There's another way to find the relationship between the gas pedal, slope, and
speed that the author did not mention (but is somewhat related to some of his
suggestions): write down a model of the driver that assumes he or she uses the
gas pedal to try to keep speed constant:

E_{t-1} speed(gas_t, slope_t, parameters) = const (eq1)

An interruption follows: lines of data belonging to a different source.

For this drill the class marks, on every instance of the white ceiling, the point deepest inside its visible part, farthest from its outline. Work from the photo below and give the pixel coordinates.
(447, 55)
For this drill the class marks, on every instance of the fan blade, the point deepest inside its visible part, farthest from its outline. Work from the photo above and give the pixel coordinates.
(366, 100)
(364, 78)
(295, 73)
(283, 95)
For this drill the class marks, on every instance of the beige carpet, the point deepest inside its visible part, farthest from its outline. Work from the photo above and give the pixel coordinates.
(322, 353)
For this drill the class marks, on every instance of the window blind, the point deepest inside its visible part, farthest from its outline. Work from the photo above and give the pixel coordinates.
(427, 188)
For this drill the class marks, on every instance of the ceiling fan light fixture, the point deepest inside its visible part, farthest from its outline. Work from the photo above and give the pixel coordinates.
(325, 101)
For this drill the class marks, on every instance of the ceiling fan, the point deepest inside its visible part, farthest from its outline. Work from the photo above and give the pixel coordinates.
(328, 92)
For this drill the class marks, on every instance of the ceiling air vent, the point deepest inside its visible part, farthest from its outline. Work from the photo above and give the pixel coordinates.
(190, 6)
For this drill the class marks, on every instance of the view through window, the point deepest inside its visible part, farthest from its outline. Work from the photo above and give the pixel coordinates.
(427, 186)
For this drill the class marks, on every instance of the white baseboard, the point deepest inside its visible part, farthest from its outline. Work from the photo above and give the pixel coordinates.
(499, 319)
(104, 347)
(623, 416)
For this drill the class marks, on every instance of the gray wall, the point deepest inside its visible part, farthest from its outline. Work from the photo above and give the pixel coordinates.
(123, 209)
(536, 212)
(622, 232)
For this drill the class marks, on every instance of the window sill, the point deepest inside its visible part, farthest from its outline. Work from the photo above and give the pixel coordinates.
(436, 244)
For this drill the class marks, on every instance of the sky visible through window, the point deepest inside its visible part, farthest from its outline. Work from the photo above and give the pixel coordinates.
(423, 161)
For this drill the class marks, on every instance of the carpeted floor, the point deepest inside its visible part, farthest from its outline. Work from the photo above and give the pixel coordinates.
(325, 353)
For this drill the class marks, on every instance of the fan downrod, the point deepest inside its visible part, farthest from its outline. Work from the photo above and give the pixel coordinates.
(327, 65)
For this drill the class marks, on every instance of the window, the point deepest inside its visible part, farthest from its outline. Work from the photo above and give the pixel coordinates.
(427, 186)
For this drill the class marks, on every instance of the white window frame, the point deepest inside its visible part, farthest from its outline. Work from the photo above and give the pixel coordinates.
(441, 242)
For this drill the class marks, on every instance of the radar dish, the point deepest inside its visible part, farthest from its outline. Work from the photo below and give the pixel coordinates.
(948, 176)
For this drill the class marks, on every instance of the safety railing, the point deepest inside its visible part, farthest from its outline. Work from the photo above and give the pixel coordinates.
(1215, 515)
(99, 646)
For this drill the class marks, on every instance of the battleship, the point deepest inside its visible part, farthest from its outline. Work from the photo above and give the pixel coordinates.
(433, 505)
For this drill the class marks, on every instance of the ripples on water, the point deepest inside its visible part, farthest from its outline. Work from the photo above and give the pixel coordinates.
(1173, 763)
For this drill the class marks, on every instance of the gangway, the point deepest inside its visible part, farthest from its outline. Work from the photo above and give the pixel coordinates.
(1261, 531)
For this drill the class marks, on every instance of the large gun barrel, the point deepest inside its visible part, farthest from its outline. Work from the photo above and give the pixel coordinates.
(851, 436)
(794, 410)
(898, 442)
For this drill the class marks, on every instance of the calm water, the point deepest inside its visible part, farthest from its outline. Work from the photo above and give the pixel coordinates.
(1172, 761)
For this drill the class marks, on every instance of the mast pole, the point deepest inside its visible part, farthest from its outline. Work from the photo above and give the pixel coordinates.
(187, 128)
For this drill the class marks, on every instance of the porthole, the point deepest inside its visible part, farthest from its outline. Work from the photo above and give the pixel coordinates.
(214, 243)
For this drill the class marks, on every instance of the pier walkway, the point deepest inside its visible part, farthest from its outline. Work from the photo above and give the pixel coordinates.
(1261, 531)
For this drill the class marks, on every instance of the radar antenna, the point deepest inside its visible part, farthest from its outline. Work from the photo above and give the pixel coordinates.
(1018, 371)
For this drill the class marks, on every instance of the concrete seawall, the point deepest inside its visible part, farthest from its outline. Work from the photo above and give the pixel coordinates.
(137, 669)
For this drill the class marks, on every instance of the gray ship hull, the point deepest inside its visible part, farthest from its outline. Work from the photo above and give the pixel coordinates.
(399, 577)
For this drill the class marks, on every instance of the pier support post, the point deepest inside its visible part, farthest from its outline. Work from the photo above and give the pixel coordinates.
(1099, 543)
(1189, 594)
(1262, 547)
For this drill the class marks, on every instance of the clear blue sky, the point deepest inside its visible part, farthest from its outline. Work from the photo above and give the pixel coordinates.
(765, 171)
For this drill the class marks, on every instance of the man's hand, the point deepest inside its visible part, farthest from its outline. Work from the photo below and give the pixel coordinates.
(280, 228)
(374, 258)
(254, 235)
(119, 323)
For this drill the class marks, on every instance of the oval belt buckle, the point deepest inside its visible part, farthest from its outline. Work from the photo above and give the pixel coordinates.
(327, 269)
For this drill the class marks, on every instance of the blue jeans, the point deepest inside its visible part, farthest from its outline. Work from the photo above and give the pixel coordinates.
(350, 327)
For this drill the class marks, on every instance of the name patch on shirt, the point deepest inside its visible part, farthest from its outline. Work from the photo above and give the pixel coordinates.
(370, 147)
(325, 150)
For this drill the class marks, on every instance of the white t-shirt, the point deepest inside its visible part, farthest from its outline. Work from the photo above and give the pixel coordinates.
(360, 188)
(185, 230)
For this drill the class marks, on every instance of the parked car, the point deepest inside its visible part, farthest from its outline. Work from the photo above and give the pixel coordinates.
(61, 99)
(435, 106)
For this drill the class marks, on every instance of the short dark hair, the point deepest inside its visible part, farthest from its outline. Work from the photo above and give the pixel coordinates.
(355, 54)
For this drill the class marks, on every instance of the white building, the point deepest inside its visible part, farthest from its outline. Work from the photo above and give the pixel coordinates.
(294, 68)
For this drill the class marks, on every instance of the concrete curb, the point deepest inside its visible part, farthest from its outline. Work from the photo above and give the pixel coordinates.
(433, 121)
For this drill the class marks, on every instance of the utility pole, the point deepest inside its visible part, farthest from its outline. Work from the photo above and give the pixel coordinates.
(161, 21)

where E_{t-1} is the conditional expectation of the period-t term, given the
information available in period t-1. Maybe speed should be nonparametric, but
that will introduce some new problems in estimation; maybe you know enough
about physics to write down a parametric formula for speed; whatever, the
exact details of speed(.,.) are kind of beside the point for the author's
argument.

Now,

speed(gas_t, slope_t, parameters) - E_{t-1} speed(gas_t, slope_t, parameters)
(eq2)

is a martingale difference sequence when "parameters" is set to their true
value, so the sequence equals zero in expectation for all t, assuming the
model is true, and that can be the basis for estimation through, say,
Generalized Method of Moments. Because combining (eq1) and (eq2) gives us

E speed(gas_t, slope_t, parameters) = const,

so you can estimate the parameters as

\hat parameters = argmin (average_over_t speed(gas_t, slope_t, parameters) -
const)^2

Everything I laid out is an extreme simplification of the DOMINANT STRATEGY in
applied macro (with, in all likelihood, some errors due to sloppiness). Now,
for any realistic economy, it's going to be hard as hell to write down a
sensible formula for "speed(.,.,.)" and since there aren't that many years
since WWII (which is kind of seen as the beginning of the "modern" economy)
there isn't a lot of data to estimate the model, but neither of those issues
have anything to do with the author's "critique" and are basically the
direction of almost all research in macro.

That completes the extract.